The annual mining conference — which attracts at least 23,000 people to Toronto every March — will ask attendees to fill out a survey about their interests and goals, then use the results to connect them with like-minded people.

That will help tackle a common challenge attendees have had with virtual conferences so far: connecting with one another when they can't physically meet. 

"While we will never be able to recreate (virtually) what can happen in person, there are some advantages," said Lisa McDonald, PDAC's executive director.

For example, she said guests who found travelling to the four-day conference cost-prohibitive or who were limited by a set number of corporate slots can now partake.

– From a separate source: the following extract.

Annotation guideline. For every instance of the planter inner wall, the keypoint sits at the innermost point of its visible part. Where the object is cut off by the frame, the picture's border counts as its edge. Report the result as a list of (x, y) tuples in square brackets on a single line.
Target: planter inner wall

They'll get to sit in on dozens of talks and explore a virtual version of PDAC's famed Prospectors Tent complete with video chat, uploaded core samples and 3D video imaging. 

But McDonald warned guests shouldn't get too attached to the new format.

"There may be elements of a virtual shift that can continue on into the future, but ... certainly it will be our goal to return to a face-to-face convention when it's safe to do so."

That's the plan for Taylor's Restaurants Canada Show, too.

Organizers debated cancelling or postponing it, but moved forward with a virtual conference for the first time because the industry needs opportunities more than ever, said Taylor.

Those who log onto the conference's NexTech AR platform this year will have access to four days and three stages' worth of content — much of it focused on COVID-era needs like delivery, e-commerce, mental health and new profit models.

Taylor thinks of it like a running a continuous television broadcast and hopes Restaurants Canada's quick transition towards technology and some of the innovations it will show off will spur exhibitors to get creative in the future.

Fridge manufacturers, for example, spend "astronomical" amounts of money shipping appliances and renting big booths, but Taylor envisions them buying a smaller booth and setting up QR codes. Guests could scan the codes, which would drop a virtual fridge in front of them.

"Mr. Fridge Guy could talk to you about it and basically sell you the fridge without you even touching it," said Taylor.

"This is the kind of stuff that will basically accelerate our brand by probably two or three years...and it's only going to get better."